8 Mart 2020 Pazar

Bir başka yolculuk

Yolları, yolculukları hep sevdim. Günübirlik geziler vs. sayarsak 26 ülkeye ayak bastım. Bu sefer yolculuk orta doğunun eskiden Paris'i olarak bilinen bir noktaya Beyrut'a idi. Dünyada çok acayip şeyler oluyor, 2020de savaşlar, doğal afetler, ekonomik krizler ve coronovirüs çıkarak geçirdik ilk 3 ayı. Gerisini merakla beklemekten ve iyisi olsun diye dua etmekten başka yapacak bir şey yok sanırım.
İlk plan önce uzaklara, Bali'ye idi. 2-3 haftalık bir gezi için.
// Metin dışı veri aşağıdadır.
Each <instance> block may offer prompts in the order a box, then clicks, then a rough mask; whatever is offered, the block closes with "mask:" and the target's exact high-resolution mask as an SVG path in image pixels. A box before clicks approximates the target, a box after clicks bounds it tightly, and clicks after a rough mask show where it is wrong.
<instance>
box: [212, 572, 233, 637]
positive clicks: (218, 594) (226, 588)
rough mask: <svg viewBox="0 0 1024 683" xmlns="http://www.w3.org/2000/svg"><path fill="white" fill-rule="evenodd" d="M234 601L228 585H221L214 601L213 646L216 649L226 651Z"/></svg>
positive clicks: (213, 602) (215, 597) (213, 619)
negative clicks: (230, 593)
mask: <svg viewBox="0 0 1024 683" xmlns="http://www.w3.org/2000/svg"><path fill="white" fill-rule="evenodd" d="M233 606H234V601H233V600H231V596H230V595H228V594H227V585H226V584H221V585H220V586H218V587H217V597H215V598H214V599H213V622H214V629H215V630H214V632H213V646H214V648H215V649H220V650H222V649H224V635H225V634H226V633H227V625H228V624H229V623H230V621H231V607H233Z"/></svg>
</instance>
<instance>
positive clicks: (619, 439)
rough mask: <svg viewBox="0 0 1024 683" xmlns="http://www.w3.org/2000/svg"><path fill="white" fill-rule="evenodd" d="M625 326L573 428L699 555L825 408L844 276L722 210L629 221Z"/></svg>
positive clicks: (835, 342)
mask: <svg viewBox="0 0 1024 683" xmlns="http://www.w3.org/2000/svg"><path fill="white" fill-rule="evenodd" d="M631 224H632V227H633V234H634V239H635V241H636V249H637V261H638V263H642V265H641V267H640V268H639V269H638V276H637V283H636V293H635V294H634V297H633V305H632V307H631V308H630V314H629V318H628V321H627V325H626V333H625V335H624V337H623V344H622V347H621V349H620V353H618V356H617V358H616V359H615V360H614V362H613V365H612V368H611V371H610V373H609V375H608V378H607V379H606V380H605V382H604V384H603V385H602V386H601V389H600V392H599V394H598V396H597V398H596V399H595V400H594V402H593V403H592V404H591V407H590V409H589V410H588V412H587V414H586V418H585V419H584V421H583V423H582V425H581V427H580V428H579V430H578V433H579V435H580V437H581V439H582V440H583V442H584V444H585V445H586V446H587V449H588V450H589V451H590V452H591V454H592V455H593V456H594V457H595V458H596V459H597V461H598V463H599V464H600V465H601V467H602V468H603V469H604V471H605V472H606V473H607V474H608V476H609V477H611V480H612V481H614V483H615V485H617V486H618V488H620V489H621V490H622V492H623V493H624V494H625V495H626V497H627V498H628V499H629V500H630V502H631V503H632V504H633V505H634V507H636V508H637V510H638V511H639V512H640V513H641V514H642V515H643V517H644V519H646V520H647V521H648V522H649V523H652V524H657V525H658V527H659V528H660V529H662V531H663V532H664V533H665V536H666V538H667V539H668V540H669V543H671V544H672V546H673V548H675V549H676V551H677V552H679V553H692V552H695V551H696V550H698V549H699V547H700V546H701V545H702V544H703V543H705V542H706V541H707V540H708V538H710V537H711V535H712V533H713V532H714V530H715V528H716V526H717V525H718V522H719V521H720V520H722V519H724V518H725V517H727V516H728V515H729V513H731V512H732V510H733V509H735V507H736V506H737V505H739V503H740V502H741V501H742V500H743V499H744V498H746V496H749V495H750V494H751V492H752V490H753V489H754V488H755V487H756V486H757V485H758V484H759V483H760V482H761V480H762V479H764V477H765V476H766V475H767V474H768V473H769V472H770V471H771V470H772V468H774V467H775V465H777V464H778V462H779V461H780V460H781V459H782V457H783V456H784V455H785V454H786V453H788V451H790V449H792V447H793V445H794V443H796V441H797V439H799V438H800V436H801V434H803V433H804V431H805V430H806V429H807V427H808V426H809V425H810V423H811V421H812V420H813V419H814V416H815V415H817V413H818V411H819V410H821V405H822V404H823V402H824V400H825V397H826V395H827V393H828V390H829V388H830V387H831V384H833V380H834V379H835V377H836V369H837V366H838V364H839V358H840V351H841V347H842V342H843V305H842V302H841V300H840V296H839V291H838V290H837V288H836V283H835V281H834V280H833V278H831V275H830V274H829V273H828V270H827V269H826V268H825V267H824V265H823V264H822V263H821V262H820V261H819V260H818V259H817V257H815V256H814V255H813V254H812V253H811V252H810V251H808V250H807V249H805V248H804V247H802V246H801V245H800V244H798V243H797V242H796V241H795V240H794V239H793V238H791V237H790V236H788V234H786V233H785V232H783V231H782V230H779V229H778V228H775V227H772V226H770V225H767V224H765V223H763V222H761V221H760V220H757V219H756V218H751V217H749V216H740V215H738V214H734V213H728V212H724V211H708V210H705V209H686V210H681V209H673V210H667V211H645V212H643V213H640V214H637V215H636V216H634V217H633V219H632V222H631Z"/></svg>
Sonra o taraflarda virüs patlayınca planı değiştirip egzotik-otantik bir deneyim için Beyrut'a doğru yola çıktık.
Ortadoğu'ya ilk ayak basışım. Plansız, aşırı bilgiye boğulmadan kendimi bizi misafir edecek insanların önerilerine teslim ederek couchsurfingten birilerinde kalıyoruz.
(aslında bu yazıyı seyahatten ilk dönüş günü ya da oradayken yazmış olmayı dilerdim. Yoğun dönüş  karmaşasında bazı şeyleri atlamamayı umarak yazacağım)
Ablam Bahar'la ilk yurtdışı seyehatimiz aynı zamanda, çok gezimi yalnız, bir kısmını da farklı yol arkadaşlarıyla yaptım, bu da geziye bir otantiklik katıyor, aile 👪 hep önemli bir deneyim olacak)

Beyrut gittiğim en huzursuz topraklardan biriydi, 6bin yıl önceleri dayanan en eski yerleşim yerlerinin yanında iç savaştan (1975-1990) sonraki toparlanma sürecine, savaşın etkilerine ve insanların yansımalarıma bakınca çok ilginç bir tablo çıkıyor.
4 günlük bir seyahate antik şehirler, müzeler, sokak lezzetleri, local insanlarla sohbetler, gece hayatına dair izlenimler birçok şey sığdırdık.